Some of the toxic chemical names to avoid found in the active ingredients of the conventional medicines and treatments include:
•Imidacloprid, a systemic insecticide which acts as an insect neurotoxin and affects the central nervous system.
•Fipronil, a slow acting and highly dangerous poison
•Permethrin, a chemical known to rapidly harm most mammals and birds
•Methoprene, that does not kill adult insects but rather affects the growth hormone indicator; and
•Pyriproxyfen, a chemical used to kill pests on crops and in yards.
Loving pet owners who use these treatments have trust in them and falsely believe that they are applying a medication to help their pet, when in reality they are exposing their dog and themselves to potent pesticide chemicals.
Options safe, effective and natural treatments
Fortunately, there are many safe and effective treatment options including home-remedy sprays and topical liquids that will eliminate fleas, ticks and their eggs. Fleas typically live for about 100 days, while a single tick can live for up to three years. Yet, the biggest concern about fleas and ticks are their eggs.

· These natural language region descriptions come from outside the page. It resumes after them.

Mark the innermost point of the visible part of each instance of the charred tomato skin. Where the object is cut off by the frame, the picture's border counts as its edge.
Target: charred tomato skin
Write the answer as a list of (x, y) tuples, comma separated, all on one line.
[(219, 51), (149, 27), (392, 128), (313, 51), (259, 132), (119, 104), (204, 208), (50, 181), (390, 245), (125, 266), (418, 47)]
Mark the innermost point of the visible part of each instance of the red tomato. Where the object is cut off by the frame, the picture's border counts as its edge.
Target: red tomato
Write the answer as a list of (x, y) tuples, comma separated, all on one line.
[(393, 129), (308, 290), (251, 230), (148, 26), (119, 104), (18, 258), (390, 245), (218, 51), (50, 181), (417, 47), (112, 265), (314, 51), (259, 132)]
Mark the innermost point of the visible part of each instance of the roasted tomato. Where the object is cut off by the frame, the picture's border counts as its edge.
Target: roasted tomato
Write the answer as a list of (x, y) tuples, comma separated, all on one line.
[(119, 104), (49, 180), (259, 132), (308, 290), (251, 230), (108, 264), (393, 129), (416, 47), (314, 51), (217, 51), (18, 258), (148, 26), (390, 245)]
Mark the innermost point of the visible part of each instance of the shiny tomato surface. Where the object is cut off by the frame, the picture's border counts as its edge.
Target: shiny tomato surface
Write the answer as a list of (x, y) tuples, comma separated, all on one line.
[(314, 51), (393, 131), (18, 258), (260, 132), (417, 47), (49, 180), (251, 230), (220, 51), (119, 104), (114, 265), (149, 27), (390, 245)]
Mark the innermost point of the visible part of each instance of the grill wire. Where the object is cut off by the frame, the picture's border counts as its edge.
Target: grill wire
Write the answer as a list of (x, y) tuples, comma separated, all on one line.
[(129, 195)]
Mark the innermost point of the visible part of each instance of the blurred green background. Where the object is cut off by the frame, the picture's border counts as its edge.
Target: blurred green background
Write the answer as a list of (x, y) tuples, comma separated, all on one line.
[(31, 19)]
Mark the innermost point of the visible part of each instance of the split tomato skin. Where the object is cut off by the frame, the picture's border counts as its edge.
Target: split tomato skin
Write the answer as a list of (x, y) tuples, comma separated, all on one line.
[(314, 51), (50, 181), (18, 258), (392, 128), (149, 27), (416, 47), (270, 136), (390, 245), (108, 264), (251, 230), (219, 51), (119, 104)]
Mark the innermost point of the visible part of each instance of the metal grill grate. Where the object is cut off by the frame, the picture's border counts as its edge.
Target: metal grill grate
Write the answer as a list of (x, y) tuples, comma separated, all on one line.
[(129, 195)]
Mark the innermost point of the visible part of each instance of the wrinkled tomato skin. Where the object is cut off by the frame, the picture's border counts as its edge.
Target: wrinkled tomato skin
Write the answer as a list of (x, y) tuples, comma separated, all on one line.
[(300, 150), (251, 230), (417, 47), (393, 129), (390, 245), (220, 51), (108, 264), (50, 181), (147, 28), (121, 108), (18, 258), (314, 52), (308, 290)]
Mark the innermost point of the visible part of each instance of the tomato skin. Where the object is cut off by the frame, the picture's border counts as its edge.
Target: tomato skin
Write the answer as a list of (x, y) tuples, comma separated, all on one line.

Fleas lay 20 to 40 eggs per day for weeks, and a tick will detach from their host and then lay thousands of eggs at one time before they die. Tick larvae, nymphs and adults all feed so it is critical to kill them as effectively as possible.
Also, when a dog has fleas, they act like a “pepper shaker” because the eggs shed wherever the pet roams and the eggs fall off onto bedding, carpets, and everywhere your dog spends time.
Fortunately, vacuuming can remove up to 90% of flea eggs from your carpet alone along with larvae and any food source. Make certain to throw away your vacuum bag promptly so that the fleas do not continue to live there. Keep in mind that some pet owners find that hardwood or tile floors are a better choice to help control hidden pests like fleas and ticks.
Non-carpeted floors are easier to vacuum and keep eggs from lurking in the home. You can use throw rugs, but those are easier to put into a washer and wash in hot water, just like the dog’s bedding.
With fleas, the first thing you will want to do is wash all of your pet bedding. Put it into the washing machine and use very hot water and a long cycle. This goes for throws in your home and even area rugs. Anything that is regularly used will be a home for fleas and you will want to wash it thoroughly. You may want to include some borax as a mold retardant and freshener. It probably helps clear off the flea eggs also.
Only adult fleas feed, so bathing your dog will provide him with initial comfort and relief. Introducing 1/2 cup of fresh lemon juice to your normal mild-pet shampoo will also keep fleas away and kill any eggs left behind.
Ticks are removed by wearing gloves and using tweezers to pinch the tick as close to the skin as possible. Next, slowly but firmly pull the tick off and flush it down the toilet immediately.
Other remedies for natural repellent include: Rose Geranium Oil, which can be placed between your dogs shoulder blades and at the base of his tail to repel ticks; Lavender Oil on a bandanna makes a wonderful flea-collar; and 2-3 drops of Cedar Oil combined with a quart of water and a cup of distilled vinegar or apple cider vinegar makes excellent natural flea spray. Lastly, a thick layer of table salt over your carpet and furniture is a successful tactic for drying out tick eggs — and vacuum, vacuum, vacuum.